Dalam kurun dasa warsa terakhir ini,
Indonesia mengalami percepatan perubahan yang luar biasa. Misalnya, loncatan
demokratisasi, transparansi yang hampir membuat tak ada lagi batas kerahasiaan
di negara kita, bahkan untuk hal-hal yang seharusnya dirahasiakan.
Liberalisasi bersamaan dengan demokratisasi
di bidang politik, melahirkan sistem multi partai yang cenderung tidak efektif,
pemilihan presiden – wakil presiden secara langsung yang belum diimbangi
kesiapan infrastruktur sosial berupa kesiapan mental elit politik dan
masyarakat yang kondusif bagi terciptanya demokrasi yang bermartabat. Kekuasaan
DPR-DPRD yang sangat kuat seringkali disalahgunakan sebagai ajang manuver
kekuatan politik yang berdampak timbulnya ketegangan-ketegangan suasana politik
nasional, dan hubungan eksekutif dan legeslatif.
Pengembangan otonomi daerah berekses pada
semakin bermunculan daerah otonomi khusus, pemekaran wilayah yang kadang tidak
dilandasi asas-asas kepentingan nasional sehingga sistem ketatanegaraan dan
sistem pemerintahan terkesan menjadi ”chaos” (Siswono Yudohusodo, 2004:5).
Situasi lain yang saat ini muncul yaitu
melemahnya komitmen masyarakat terhadap nilai-nilai dasar yang telah lama
menjadi prinsip dan bahkan sebagai pandangan hidup, mengakibatkan sistem
filosofi
bangsa Indonesia menjadi rapuh.

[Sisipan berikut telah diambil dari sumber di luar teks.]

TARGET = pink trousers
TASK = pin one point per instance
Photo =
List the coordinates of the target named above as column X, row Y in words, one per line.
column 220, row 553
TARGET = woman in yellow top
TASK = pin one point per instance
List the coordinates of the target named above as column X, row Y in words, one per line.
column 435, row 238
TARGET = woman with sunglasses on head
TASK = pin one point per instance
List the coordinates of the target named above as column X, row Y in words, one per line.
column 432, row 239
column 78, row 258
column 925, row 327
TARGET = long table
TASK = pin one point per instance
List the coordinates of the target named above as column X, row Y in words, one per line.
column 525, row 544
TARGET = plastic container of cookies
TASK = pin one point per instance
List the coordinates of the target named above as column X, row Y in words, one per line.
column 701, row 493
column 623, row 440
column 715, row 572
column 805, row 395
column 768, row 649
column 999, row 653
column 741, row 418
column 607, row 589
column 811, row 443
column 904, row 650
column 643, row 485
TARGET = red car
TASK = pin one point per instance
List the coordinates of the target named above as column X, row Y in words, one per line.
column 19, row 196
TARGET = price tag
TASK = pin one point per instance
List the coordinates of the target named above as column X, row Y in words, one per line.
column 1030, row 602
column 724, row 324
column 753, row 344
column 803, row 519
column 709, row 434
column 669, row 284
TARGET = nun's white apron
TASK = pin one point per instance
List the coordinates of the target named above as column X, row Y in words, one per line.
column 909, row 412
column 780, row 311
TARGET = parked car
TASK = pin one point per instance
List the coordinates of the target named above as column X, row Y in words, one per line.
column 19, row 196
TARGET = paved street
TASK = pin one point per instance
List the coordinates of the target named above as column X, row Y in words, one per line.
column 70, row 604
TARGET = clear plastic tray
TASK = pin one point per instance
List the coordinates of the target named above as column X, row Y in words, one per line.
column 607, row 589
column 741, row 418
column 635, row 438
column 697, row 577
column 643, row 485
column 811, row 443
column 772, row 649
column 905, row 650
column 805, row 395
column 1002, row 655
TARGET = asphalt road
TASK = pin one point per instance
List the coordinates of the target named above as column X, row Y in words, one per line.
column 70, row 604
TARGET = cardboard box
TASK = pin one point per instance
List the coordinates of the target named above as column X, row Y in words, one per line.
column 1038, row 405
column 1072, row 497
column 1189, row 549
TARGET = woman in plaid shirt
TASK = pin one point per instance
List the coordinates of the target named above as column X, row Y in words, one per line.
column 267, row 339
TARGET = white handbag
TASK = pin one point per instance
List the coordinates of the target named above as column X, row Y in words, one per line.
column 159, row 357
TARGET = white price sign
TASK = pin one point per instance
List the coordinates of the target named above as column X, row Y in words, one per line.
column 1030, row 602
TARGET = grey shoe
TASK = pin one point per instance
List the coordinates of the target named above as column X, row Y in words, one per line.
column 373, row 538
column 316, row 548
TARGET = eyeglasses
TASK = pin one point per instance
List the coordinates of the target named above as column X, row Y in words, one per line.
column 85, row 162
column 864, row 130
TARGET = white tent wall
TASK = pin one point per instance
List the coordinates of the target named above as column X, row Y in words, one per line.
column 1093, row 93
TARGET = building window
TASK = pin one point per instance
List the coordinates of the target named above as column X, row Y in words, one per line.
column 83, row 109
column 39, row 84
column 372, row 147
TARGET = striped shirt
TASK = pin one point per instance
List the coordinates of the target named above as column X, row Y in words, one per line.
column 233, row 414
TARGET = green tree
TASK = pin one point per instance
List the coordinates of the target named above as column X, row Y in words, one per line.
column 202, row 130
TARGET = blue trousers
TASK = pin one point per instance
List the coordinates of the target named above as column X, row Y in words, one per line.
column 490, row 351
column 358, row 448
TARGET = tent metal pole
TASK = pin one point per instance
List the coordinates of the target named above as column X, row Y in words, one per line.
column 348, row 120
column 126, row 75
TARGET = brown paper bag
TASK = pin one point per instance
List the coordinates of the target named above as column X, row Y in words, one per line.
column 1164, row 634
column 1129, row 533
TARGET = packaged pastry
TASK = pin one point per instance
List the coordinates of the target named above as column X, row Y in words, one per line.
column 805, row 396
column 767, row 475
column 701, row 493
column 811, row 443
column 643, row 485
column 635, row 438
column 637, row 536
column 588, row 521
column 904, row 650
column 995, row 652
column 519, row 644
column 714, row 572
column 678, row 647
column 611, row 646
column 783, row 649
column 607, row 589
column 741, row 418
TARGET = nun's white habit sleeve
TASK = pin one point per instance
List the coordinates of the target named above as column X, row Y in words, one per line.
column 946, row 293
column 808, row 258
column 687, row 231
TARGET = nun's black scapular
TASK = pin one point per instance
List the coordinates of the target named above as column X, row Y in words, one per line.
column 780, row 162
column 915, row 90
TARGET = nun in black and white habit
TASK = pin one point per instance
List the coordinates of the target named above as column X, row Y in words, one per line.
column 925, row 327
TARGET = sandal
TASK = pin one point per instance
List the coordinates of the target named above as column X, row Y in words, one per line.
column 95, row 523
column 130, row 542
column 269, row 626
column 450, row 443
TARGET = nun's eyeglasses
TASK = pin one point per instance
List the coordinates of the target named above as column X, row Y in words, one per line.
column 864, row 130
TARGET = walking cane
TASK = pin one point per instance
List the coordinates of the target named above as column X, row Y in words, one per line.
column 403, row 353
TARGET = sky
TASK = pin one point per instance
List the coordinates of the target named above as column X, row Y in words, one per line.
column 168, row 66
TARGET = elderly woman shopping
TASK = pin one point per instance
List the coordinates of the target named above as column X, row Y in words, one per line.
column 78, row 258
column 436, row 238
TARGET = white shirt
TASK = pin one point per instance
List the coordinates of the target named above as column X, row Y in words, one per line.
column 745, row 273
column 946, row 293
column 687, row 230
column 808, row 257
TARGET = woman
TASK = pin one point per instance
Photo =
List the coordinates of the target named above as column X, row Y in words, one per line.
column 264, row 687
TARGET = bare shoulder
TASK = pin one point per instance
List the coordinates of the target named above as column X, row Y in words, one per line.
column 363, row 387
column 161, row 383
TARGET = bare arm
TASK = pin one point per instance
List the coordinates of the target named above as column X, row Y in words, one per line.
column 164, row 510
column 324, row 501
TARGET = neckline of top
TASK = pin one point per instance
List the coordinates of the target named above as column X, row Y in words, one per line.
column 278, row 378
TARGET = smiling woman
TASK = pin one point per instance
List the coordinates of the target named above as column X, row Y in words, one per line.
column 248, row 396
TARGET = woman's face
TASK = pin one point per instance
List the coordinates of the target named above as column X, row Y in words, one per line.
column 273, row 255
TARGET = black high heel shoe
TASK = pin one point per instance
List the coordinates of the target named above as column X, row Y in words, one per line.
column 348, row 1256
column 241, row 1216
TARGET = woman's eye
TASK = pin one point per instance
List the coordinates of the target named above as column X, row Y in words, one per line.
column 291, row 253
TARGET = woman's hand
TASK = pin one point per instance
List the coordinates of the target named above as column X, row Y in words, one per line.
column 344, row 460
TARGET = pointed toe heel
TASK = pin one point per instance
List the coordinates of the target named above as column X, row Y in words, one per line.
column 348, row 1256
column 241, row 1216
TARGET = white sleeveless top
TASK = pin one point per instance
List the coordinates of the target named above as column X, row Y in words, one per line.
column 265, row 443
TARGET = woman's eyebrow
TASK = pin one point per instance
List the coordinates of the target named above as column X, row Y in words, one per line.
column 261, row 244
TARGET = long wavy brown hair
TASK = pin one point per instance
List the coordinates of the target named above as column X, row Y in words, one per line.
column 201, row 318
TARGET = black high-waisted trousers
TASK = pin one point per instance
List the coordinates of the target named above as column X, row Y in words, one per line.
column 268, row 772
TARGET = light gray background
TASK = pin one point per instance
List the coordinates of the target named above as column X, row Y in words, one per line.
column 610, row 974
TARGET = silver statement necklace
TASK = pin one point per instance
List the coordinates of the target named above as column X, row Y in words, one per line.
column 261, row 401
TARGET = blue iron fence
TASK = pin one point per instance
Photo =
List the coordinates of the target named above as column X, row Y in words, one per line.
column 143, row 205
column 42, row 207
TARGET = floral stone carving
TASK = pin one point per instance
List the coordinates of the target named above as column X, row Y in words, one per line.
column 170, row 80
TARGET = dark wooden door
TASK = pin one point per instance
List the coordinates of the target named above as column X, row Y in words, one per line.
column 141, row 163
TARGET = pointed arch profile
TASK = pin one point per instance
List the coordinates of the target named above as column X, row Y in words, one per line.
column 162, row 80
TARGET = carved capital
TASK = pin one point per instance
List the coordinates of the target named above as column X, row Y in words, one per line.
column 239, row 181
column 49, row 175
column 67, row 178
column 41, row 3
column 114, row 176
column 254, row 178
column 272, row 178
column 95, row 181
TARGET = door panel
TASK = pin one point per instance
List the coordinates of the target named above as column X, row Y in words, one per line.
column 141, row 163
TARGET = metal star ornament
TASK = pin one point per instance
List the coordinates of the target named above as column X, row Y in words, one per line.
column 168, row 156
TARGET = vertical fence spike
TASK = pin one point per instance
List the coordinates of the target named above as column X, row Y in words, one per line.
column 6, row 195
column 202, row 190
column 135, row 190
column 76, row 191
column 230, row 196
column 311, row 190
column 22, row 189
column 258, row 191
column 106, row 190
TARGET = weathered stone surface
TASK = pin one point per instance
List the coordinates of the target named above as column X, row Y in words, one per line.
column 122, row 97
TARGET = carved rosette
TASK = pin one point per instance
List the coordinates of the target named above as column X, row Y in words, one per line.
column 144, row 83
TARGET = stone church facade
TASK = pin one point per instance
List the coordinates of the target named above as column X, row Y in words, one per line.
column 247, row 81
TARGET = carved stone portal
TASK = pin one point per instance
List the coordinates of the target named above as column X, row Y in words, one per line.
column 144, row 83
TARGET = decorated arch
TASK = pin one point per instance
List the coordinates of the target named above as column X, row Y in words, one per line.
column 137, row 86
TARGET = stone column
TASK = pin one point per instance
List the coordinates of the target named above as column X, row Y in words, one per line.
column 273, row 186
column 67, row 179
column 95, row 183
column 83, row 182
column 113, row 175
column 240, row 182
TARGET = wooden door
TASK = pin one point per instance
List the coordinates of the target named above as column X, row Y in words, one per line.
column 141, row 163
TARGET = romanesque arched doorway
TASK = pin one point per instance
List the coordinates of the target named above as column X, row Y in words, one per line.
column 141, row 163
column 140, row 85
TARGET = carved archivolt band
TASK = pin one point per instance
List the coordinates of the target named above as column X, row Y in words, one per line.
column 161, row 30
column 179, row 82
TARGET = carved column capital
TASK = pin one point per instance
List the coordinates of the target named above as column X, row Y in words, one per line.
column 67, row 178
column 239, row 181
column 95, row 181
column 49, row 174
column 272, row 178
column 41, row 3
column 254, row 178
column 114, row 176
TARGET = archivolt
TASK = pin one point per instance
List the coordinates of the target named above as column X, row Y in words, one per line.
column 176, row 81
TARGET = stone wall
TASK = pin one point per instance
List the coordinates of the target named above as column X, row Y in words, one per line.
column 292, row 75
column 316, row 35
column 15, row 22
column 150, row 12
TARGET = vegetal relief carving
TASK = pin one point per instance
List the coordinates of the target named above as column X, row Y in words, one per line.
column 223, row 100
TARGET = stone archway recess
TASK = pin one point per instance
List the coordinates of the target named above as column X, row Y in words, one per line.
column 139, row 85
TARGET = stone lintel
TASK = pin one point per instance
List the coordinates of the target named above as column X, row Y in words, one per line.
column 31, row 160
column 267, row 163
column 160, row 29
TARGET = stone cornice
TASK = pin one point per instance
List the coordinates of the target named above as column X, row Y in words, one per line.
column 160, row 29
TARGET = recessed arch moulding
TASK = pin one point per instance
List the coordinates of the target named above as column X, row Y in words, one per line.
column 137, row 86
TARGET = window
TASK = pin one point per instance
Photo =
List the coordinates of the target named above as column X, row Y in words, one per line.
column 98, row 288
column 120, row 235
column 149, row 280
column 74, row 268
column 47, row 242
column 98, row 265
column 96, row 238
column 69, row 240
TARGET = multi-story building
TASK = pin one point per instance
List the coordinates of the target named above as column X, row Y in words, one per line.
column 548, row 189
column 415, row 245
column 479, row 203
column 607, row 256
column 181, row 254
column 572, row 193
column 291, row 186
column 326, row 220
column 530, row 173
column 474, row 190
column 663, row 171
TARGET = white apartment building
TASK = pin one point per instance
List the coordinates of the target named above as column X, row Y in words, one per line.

Ada dua
faktor penyebabnya, yaitu faktor eksternal dan faktor internal. Faktor
eksternal, berupa pengaruh globalisasi yang di semangati liberalisme mendorong
lahirnya sistem kapitalisme di bidang ekonomi dan demokrasi liberal di bidang
politik.
Dalam praktiknya sistem kapitalisme dan
demokrasi liberal yang disponsori oleh negara-negara maju seperti Amerika,
mampu menggeser tatanan dunia lama yang lokal regional menjadi tatanan dunia
baru yang bersifat global mondial. Bahkan mampu menyusup dan mempengaruhi
tatanan nilai kehidupan internal setiap bangsa di dunia. Tarik ulur yang memicu
ketegangan saat ini sedang terjadi dalam internal setiap bangsa, antara
keinginan untuk mempertahankan sistem nilai sendiri yang menjadi identitas
bangsa, dengan adanya kekuatan nilai-nilai asing yang telah dikemas melalui
teknologinya (Iriyanto Widisuseno, 2004: 4).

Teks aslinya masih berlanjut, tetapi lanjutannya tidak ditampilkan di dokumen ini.